# vignettes/slgf_vignette.md In slgf: Bayesian Model Selection with Suspected Latent Grouping Factors

title: "Bayesian Model Selection with SLGF" output: rmarkdown::html_vignette vignette: > %\VignetteIndexEntry{slgf_vignette} %\VignetteEngine{knitr::rmarkdown} %\VignetteEncoding{UTF-8} bibliography: "REFERENCES.bib"

# 1 Introduction

The package slgf implements the suspected latent grouping factor (SLGF) methodology of @metzger2019. In this vignette, we first provide a brief theoretical and mathematical review of the method. Next, through the use of real observational data and a designed experiment, we illustrate the usage of slgf in the context of two common linear model layouts: one-way analysis of variance (ANOVA) and a two-way unreplicated layout. These examples will illustrate the user specification of the models, group-based regression and variance structure, SLGF selection, and regression effect prior specification.

# 2 Functions

• ms.slgf() Computes posterior model probabilities for each user-specified model based on the SLGF grouping methodology

This package requires a data frame containing a response variable and at least one categorical factor with three or more levels. In many cases this data frame may also contain additional covariates, either continuous or categorical.
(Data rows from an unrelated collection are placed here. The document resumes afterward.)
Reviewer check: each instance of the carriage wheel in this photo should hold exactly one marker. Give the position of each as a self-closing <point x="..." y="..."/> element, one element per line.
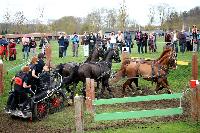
<point x="40" y="110"/>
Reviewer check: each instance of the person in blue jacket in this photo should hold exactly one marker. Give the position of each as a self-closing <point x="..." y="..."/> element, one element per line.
<point x="3" y="48"/>
<point x="75" y="43"/>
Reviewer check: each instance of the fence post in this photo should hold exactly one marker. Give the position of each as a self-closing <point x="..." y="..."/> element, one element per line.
<point x="92" y="91"/>
<point x="194" y="92"/>
<point x="125" y="55"/>
<point x="79" y="114"/>
<point x="1" y="77"/>
<point x="48" y="55"/>
<point x="88" y="95"/>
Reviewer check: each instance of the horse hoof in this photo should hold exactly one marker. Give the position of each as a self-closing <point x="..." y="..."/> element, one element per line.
<point x="139" y="91"/>
<point x="155" y="93"/>
<point x="170" y="92"/>
<point x="133" y="93"/>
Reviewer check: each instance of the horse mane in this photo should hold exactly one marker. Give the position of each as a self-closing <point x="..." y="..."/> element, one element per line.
<point x="106" y="53"/>
<point x="163" y="58"/>
<point x="164" y="52"/>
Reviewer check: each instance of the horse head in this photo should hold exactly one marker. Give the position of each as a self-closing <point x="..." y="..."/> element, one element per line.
<point x="173" y="60"/>
<point x="112" y="54"/>
<point x="59" y="69"/>
<point x="168" y="60"/>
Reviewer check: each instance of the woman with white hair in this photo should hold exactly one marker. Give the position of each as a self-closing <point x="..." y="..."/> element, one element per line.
<point x="32" y="46"/>
<point x="25" y="49"/>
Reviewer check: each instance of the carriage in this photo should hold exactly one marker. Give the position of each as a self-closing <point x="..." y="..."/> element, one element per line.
<point x="48" y="98"/>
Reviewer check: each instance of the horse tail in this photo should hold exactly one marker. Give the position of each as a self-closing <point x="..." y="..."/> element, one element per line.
<point x="117" y="77"/>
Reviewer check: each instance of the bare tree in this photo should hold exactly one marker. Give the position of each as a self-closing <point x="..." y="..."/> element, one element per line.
<point x="19" y="19"/>
<point x="123" y="15"/>
<point x="7" y="20"/>
<point x="151" y="15"/>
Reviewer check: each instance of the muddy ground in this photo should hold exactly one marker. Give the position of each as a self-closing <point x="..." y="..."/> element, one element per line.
<point x="19" y="125"/>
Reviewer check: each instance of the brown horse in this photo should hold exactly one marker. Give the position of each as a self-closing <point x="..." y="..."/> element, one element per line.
<point x="155" y="71"/>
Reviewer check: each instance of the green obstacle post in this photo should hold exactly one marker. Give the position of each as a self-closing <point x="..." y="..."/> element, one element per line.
<point x="140" y="113"/>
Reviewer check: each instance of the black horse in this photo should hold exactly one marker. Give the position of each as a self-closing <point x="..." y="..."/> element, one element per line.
<point x="96" y="54"/>
<point x="99" y="71"/>
<point x="68" y="70"/>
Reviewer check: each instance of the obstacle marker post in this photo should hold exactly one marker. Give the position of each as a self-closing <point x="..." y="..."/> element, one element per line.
<point x="78" y="100"/>
<point x="89" y="94"/>
<point x="195" y="98"/>
<point x="1" y="77"/>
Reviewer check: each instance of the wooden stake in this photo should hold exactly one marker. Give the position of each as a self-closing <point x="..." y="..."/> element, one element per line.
<point x="194" y="91"/>
<point x="1" y="77"/>
<point x="79" y="114"/>
<point x="88" y="95"/>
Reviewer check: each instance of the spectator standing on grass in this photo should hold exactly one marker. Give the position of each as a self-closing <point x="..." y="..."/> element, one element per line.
<point x="61" y="43"/>
<point x="92" y="39"/>
<point x="182" y="41"/>
<point x="151" y="43"/>
<point x="43" y="42"/>
<point x="120" y="40"/>
<point x="3" y="48"/>
<point x="112" y="39"/>
<point x="12" y="50"/>
<point x="138" y="38"/>
<point x="75" y="44"/>
<point x="66" y="44"/>
<point x="99" y="40"/>
<point x="32" y="46"/>
<point x="128" y="40"/>
<point x="144" y="41"/>
<point x="194" y="32"/>
<point x="25" y="49"/>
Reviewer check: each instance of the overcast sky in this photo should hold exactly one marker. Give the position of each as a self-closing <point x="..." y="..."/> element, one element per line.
<point x="54" y="9"/>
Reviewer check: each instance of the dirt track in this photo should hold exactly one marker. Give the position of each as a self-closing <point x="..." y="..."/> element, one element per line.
<point x="18" y="125"/>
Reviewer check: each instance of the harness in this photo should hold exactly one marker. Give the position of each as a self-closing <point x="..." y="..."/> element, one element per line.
<point x="19" y="79"/>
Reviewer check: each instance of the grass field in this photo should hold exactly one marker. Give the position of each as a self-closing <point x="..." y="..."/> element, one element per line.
<point x="178" y="80"/>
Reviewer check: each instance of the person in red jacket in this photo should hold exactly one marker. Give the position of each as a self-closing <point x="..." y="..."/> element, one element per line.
<point x="3" y="48"/>
<point x="12" y="50"/>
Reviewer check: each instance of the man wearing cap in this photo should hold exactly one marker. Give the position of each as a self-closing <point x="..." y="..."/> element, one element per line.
<point x="12" y="50"/>
<point x="21" y="89"/>
<point x="75" y="41"/>
<point x="3" y="48"/>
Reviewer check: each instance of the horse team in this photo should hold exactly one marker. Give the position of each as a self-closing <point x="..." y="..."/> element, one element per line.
<point x="100" y="70"/>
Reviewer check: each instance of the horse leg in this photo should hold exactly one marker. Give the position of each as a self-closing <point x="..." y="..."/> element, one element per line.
<point x="101" y="91"/>
<point x="106" y="84"/>
<point x="162" y="83"/>
<point x="83" y="90"/>
<point x="166" y="85"/>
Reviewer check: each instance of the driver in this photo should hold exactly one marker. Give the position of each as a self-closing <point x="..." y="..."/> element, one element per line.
<point x="21" y="88"/>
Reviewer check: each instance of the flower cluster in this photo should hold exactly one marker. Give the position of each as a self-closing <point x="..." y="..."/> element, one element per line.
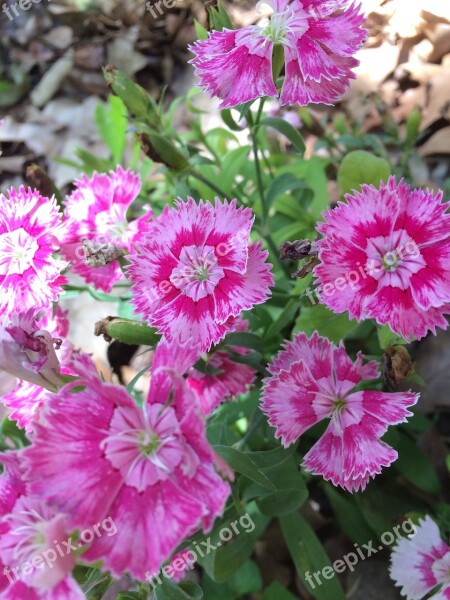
<point x="318" y="41"/>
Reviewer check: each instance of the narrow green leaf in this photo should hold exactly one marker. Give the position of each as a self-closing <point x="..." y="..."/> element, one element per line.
<point x="287" y="130"/>
<point x="310" y="557"/>
<point x="243" y="464"/>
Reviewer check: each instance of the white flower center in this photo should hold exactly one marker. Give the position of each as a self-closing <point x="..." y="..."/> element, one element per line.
<point x="17" y="251"/>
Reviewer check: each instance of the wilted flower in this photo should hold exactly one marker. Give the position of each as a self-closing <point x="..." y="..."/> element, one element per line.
<point x="28" y="352"/>
<point x="385" y="256"/>
<point x="318" y="38"/>
<point x="98" y="230"/>
<point x="311" y="380"/>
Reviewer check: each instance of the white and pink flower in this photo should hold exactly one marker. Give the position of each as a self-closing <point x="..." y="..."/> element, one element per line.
<point x="30" y="230"/>
<point x="195" y="268"/>
<point x="421" y="563"/>
<point x="311" y="380"/>
<point x="385" y="253"/>
<point x="318" y="38"/>
<point x="149" y="468"/>
<point x="96" y="212"/>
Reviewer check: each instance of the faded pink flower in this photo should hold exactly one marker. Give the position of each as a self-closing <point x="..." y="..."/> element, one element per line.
<point x="228" y="377"/>
<point x="196" y="268"/>
<point x="385" y="256"/>
<point x="28" y="352"/>
<point x="27" y="399"/>
<point x="318" y="38"/>
<point x="421" y="563"/>
<point x="96" y="212"/>
<point x="34" y="562"/>
<point x="149" y="468"/>
<point x="30" y="275"/>
<point x="311" y="380"/>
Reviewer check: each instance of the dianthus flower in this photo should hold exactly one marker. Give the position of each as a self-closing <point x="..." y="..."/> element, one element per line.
<point x="98" y="230"/>
<point x="30" y="275"/>
<point x="96" y="454"/>
<point x="318" y="38"/>
<point x="28" y="352"/>
<point x="27" y="399"/>
<point x="385" y="255"/>
<point x="196" y="268"/>
<point x="421" y="563"/>
<point x="311" y="380"/>
<point x="34" y="562"/>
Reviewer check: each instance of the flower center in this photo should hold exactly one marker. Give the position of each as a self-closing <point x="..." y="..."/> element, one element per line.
<point x="197" y="272"/>
<point x="286" y="26"/>
<point x="17" y="251"/>
<point x="392" y="260"/>
<point x="146" y="445"/>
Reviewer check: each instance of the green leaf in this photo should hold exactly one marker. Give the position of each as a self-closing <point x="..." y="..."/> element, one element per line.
<point x="246" y="580"/>
<point x="412" y="462"/>
<point x="111" y="121"/>
<point x="277" y="592"/>
<point x="229" y="121"/>
<point x="360" y="167"/>
<point x="309" y="557"/>
<point x="200" y="31"/>
<point x="287" y="315"/>
<point x="168" y="590"/>
<point x="387" y="337"/>
<point x="291" y="490"/>
<point x="243" y="464"/>
<point x="287" y="130"/>
<point x="356" y="528"/>
<point x="228" y="558"/>
<point x="334" y="327"/>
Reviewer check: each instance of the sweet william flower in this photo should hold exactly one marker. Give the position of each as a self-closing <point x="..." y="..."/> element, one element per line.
<point x="96" y="216"/>
<point x="421" y="563"/>
<point x="311" y="380"/>
<point x="318" y="38"/>
<point x="30" y="275"/>
<point x="30" y="531"/>
<point x="149" y="468"/>
<point x="26" y="400"/>
<point x="28" y="352"/>
<point x="385" y="255"/>
<point x="195" y="268"/>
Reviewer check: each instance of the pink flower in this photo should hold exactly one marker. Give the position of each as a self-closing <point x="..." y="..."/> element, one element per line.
<point x="422" y="562"/>
<point x="318" y="39"/>
<point x="96" y="212"/>
<point x="385" y="255"/>
<point x="28" y="352"/>
<point x="312" y="379"/>
<point x="196" y="268"/>
<point x="27" y="399"/>
<point x="30" y="275"/>
<point x="150" y="468"/>
<point x="228" y="378"/>
<point x="33" y="559"/>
• extract.hats() Returns the concentrated maximum likelihood estimates for regression coefficients, variance(s), and $g$ from a user-specified model.

• groupings() Computes the unique groupings available for a given $K$.

The function ms.slgf requires several inputs to compute and output posterior model probabilities for all models and model classes of interest. The user begins with a data frame containing a continuous response, at least one categorical predictor, and any other covariates of interest. This data frame must not contain column names with the character string group, as this specific string is used by ms.slgf to create the group-based regression effect structure. The user must first identify a suspected latent grouping factor, usually by plotting the data and noting a latent structure within the levels of a categorical predictor as illustrated in Section 3.1. The user indicates, via the arguments response and lgf, character strings corresponding to the response and the suspected latent grouping factor variable names, respectively.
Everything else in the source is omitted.